Mario, además, era una persona graciosa sin proponérselo. Era un hombre contradictorio en general. Empecé a intuirlo con las historias que me contaba sobre su detestado Leoncio Prado, y lo confirmé, sin lugar a dudas, con las peripecias de Pantaleón y su ya famosísimo servicio de visitadoras. Dios mío, cuánto disfruté escuchando cada detalle, conociendo uno a uno a los personajes que iba describiendo, cada anécdota, cada tristeza. Como si el mundo entero cupiese en su mirada. Ahí comprendí que Mario era un genio: la finura del eufemismo y la ironía convertidas en letra para mi propio deleite, y de quienes supieran escuchar de verdad. No sé cuántas veces me contó la misma historia, créanme si les digo que muchas, pero es que uno siempre quiere volver a aquello que le hace feliz. Por eso yo siempre vuelvo a Panta.
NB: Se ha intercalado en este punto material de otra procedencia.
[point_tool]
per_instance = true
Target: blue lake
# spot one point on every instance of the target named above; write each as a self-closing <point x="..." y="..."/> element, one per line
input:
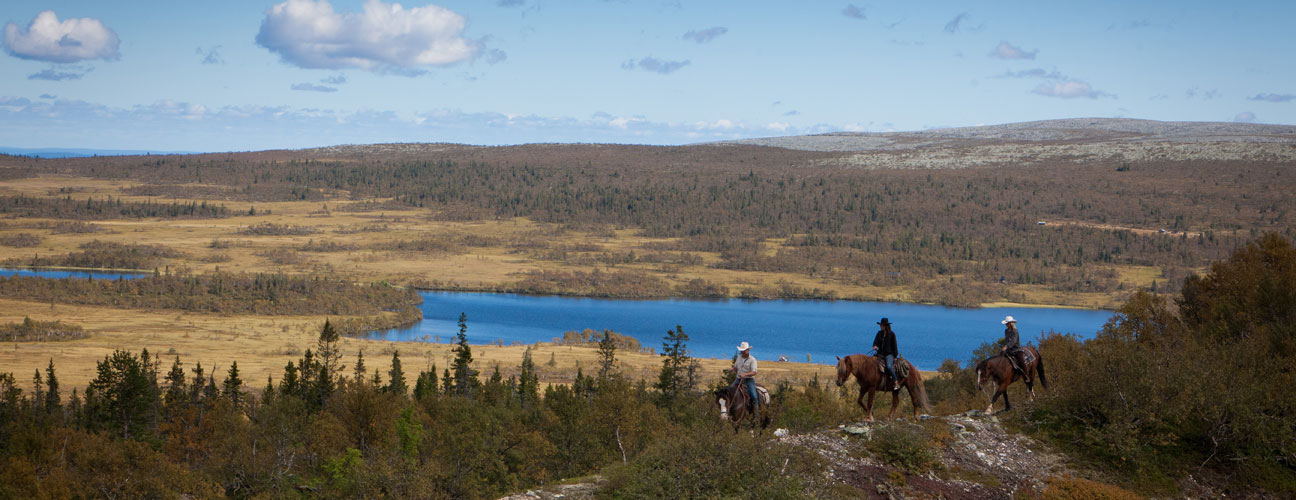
<point x="822" y="329"/>
<point x="60" y="273"/>
<point x="819" y="329"/>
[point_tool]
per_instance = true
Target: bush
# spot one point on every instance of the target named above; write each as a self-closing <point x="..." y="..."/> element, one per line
<point x="276" y="229"/>
<point x="813" y="408"/>
<point x="709" y="461"/>
<point x="903" y="446"/>
<point x="20" y="240"/>
<point x="1167" y="393"/>
<point x="1076" y="488"/>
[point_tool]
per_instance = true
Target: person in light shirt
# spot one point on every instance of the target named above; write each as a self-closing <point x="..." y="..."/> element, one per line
<point x="744" y="368"/>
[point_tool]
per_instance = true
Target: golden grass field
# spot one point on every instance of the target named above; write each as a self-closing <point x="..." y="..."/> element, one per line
<point x="262" y="345"/>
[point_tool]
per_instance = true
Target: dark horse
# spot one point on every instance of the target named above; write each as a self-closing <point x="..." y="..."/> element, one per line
<point x="734" y="403"/>
<point x="999" y="371"/>
<point x="871" y="378"/>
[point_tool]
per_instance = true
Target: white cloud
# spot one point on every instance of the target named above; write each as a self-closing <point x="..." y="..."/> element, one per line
<point x="854" y="12"/>
<point x="185" y="126"/>
<point x="311" y="87"/>
<point x="384" y="38"/>
<point x="56" y="75"/>
<point x="1273" y="97"/>
<point x="1034" y="73"/>
<point x="1205" y="95"/>
<point x="52" y="40"/>
<point x="1006" y="51"/>
<point x="954" y="25"/>
<point x="655" y="65"/>
<point x="1069" y="90"/>
<point x="210" y="56"/>
<point x="705" y="35"/>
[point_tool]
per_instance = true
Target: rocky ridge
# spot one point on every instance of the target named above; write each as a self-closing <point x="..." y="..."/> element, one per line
<point x="977" y="459"/>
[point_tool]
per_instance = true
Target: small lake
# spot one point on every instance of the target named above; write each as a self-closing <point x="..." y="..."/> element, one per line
<point x="822" y="329"/>
<point x="61" y="273"/>
<point x="819" y="329"/>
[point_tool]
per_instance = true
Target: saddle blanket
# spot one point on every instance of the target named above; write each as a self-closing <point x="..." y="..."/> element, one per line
<point x="901" y="367"/>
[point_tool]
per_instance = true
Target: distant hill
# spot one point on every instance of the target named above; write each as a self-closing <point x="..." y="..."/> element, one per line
<point x="79" y="152"/>
<point x="1072" y="130"/>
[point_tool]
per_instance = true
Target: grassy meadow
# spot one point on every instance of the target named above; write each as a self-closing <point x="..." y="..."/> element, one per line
<point x="366" y="246"/>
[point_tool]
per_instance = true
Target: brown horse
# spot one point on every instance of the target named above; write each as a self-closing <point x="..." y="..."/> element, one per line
<point x="871" y="378"/>
<point x="734" y="406"/>
<point x="999" y="371"/>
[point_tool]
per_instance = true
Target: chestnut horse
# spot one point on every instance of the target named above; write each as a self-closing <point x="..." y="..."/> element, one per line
<point x="998" y="369"/>
<point x="871" y="378"/>
<point x="734" y="406"/>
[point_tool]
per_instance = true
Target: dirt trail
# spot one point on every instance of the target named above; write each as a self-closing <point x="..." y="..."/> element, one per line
<point x="977" y="460"/>
<point x="1138" y="231"/>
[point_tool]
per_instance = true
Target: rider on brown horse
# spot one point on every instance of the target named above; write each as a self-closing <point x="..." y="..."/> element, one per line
<point x="744" y="368"/>
<point x="885" y="346"/>
<point x="1012" y="347"/>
Su vida personal era suya. O al menos, eso intentaba. Odiaba la fama con la misma intensidad con la que amaba los libros. Solo diré, porque merece ser dicho, que al final volvió con su gran Patricia. Esa mujer a la que todos los que lo conocíamos bien terminamos queriendo. Todo lo demás, sus distracciones, no fueron más que aire superficial y frío. Tiempo perdido que, por suerte, él sí supo enmendar a tiempo.

Mario Vargas Llosa descansa ahora junto a otros grandes amigos: Proust, Flaubert, Dumas, Cela, Faulkner… e incluso García Márquez lo ha recibido con los brazos abiertos. Porque allá arriba, estoy seguro, ya han vuelto a abrazarse. Un ojo morado no puede interponerse para siempre entre dos tipos tan grandes.

Mientras tanto, yo me quedo aquí abajo. Con la enorme tristeza de saber que no volveré a escuchar una historia nueva de Mario Vargas Llosa, pero también con la tranquilidad de tener las antiguas. Porque, aunque nunca lo conocí en persona, si les soy sincero, creo que nuestra amistad no habría sido muy distinta a la que hemos tenido en el plano de la literatura, que es también el de las ideas. Yo lo sé todo de Mario, porque Mario está en cada una de sus palabras y él, aunque nunca lo supiese, también lo sabe todo de mí.

Por eso, solo me queda darle las gracias por todas las horas de disfrute y aprendizaje que me regaló sin pedirme nada a cambio, como hacen los verdaderos amigos.

Y eso, querido lector, es la literatura. Al menos, para mí.